Having an object go out of scope is not the same as disposing of the object. The Dispose method is meant to be called explicitly because it gives you deterministic releasing of resources. If you wait for an object to go out of scope, then you are letting the GC take care of it whenever it gets a chance.
As a side note, your overridden Dispose function should call
base.Dispose(disposing);
before exiting.
Jon this post is great. I have a serious memory leak in my current project which I’ve been completely unable to track down. Using your tips I’ve discovered System.Threading._ThreadPoolWaitOrTimerCallback hanging around from ThreadPool.RegisterWaitForSingleObject() calls. Unfortunately the RegisteredWaitHandle returned by RegisterWaitForSingleObject doesn’t have a dispose. I’ve called RegisteredWaitHandle.Unregister() and get a return of true, but the _ThreadPoolWaitOrTimerCallback are still there. Is this a bug in the ThreadPool class?

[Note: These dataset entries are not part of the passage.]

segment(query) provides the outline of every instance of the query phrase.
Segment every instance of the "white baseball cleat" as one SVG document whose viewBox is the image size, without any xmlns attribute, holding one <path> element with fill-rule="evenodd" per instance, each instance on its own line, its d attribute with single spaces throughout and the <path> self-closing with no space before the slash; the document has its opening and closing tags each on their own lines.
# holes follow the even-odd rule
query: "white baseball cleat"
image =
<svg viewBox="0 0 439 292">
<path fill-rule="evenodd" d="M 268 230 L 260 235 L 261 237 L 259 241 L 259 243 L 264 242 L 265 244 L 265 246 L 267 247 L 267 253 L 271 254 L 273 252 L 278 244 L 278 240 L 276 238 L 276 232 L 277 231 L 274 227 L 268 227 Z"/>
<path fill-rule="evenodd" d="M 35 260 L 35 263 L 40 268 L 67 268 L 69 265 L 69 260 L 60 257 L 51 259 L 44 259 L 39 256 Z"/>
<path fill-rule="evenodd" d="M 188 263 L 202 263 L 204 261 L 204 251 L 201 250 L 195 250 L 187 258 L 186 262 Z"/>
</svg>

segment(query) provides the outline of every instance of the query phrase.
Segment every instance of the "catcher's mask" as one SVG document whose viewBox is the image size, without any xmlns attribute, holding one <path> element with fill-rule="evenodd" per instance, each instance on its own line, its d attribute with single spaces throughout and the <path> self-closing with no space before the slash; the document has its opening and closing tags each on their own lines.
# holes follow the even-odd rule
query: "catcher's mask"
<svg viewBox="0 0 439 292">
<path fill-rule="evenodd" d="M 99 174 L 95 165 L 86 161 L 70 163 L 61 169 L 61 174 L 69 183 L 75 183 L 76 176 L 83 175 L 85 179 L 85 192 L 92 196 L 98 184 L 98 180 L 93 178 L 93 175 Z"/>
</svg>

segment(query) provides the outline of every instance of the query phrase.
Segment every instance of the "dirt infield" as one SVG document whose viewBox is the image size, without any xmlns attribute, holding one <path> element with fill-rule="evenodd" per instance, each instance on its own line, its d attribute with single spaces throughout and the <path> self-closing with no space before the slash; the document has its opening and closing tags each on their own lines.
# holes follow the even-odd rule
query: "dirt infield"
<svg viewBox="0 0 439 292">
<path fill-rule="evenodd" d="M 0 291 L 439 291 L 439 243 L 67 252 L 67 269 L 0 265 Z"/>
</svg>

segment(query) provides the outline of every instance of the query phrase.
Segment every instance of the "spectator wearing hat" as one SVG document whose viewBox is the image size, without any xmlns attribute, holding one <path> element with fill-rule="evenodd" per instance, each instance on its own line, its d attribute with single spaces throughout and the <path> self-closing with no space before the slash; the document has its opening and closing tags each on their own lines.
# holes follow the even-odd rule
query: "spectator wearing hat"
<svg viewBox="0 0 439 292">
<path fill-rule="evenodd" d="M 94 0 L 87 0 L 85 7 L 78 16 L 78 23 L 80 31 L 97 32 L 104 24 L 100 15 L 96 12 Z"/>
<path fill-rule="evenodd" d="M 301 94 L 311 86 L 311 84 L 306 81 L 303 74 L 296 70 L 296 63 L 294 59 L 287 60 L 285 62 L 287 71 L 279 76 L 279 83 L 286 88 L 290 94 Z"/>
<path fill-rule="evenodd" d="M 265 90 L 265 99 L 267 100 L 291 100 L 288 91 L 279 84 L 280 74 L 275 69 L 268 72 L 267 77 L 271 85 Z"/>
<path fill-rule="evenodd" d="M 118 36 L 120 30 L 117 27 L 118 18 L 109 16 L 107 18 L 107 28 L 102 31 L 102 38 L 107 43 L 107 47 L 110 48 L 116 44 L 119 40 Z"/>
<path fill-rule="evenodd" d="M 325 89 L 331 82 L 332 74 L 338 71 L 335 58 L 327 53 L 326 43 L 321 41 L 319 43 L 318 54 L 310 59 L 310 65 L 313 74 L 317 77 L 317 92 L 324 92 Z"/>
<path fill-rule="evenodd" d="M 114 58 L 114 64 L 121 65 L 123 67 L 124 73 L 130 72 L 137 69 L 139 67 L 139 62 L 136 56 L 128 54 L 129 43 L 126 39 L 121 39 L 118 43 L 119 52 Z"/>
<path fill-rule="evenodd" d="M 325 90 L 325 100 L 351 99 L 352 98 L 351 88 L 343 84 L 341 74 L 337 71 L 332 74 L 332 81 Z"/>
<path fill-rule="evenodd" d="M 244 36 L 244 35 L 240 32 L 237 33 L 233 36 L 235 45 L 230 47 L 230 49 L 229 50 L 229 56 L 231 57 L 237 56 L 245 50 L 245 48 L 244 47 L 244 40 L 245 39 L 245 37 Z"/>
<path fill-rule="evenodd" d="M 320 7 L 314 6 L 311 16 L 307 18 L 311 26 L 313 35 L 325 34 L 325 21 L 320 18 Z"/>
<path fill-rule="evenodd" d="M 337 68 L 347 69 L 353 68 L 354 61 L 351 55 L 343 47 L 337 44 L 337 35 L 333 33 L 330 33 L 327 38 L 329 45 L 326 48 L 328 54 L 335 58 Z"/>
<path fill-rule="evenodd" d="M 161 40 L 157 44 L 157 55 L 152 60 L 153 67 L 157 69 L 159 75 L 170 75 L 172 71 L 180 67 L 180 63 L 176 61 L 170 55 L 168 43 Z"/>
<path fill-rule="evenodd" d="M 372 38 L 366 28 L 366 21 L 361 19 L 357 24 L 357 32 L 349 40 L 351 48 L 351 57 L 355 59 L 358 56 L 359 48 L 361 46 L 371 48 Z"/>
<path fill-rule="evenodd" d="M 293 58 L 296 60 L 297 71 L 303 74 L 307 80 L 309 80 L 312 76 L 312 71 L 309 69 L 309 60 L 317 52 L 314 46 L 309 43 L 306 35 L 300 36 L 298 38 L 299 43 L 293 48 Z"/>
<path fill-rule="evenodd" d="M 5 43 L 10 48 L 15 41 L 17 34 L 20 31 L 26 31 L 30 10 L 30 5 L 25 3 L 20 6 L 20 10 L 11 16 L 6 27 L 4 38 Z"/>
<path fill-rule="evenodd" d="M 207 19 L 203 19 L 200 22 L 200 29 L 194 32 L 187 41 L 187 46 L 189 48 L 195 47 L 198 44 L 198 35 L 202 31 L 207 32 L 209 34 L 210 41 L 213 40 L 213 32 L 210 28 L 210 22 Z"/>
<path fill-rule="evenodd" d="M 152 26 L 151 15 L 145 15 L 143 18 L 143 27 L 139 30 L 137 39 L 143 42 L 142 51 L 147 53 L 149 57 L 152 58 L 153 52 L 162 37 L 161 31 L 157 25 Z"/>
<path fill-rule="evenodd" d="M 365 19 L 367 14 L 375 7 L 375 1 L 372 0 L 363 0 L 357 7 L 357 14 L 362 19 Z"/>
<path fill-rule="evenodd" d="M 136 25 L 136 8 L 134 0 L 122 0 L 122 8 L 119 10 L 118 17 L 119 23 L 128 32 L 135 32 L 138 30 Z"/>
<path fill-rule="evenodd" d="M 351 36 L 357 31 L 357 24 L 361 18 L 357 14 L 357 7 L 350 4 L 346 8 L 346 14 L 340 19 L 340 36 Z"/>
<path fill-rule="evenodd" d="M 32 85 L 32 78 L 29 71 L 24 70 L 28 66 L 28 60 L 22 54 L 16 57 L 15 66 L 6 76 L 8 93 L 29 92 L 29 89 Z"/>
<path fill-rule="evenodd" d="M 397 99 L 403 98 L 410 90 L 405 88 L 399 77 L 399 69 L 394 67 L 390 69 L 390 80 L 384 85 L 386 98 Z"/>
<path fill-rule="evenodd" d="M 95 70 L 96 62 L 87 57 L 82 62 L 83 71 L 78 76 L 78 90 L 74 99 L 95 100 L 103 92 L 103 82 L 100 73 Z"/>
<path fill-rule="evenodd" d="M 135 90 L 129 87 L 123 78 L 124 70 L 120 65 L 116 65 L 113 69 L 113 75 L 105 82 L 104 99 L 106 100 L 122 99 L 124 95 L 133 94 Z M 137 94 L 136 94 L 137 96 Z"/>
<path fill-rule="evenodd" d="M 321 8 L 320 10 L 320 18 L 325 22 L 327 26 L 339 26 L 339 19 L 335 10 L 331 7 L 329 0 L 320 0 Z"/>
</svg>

I am not a CLR guy and I haven’t really used that API much, but this is what I would do if I were in your shoes…
I would try to find answers to the following questions:
1) Are you getting all of the WaitOrTimerCallbacks invoked?
2) Are most of them timing out or getting called before the timeout?
3) What timeout value are you using? Is it too big? I ask because if you have a large number of long running tasks that never set the wait handle you are waiting on and you have a large timeout, then you could be creating work items for the thread pool faster than you are consuming them…
4) What is the state of the thread pool? Is it keeping up with the workload? Check out the output from !sos.threadpool.
Hope that points you in the right direction…
Again, thanks a lot for this blog, it’s opened up a whole new debugging method for myself. And thanks for the suggestions. I’m sure I’ll track down the problem.
thanks a lot man…… Amazing articles. I was wasting to solve my memory leak about 3 hours. Finally i identified that ping is the problem but found no solve. But your fantastic article just saved my day…:)
thanks
Please could you provide VB.NET code for the workaround.
How do you "cast the object to the IDisposable interface and then call Dispose on that casted object" in VB.
Thanks.
I believe it is done something like this…
Dim iDisp As IDisposable
iDisp = CType(myPingObject, IDisposable)
iDisp.Dispose()
Just wanted to say thanks for a revealing article, I’ve never delved into debugging memory leaks/similar – This has piqued my interest so I intend to investigate further.
Thanks for taking the time to blog 🙂
Thanks, This was a great read and fixed my issue with Ping!
Writing programs using .Net is very productive. One reason is because much of memory management is “managed”
sos rocks…great for reflection tricks as well… nice article
Excellent analysis!
Solve my problem! Congratulations!
OMG!!! Turns out my top thing was
000007fed9964e98 4056295 162251800 System.Windows.Documents.TextTreeInsertUndoUnit
We used text boxes to display everything, so that a user can copy and paste…ooooops!!!! Doesn't help when your text box text displays current time!!!
And here we thought our memory issues were some super complicated thing.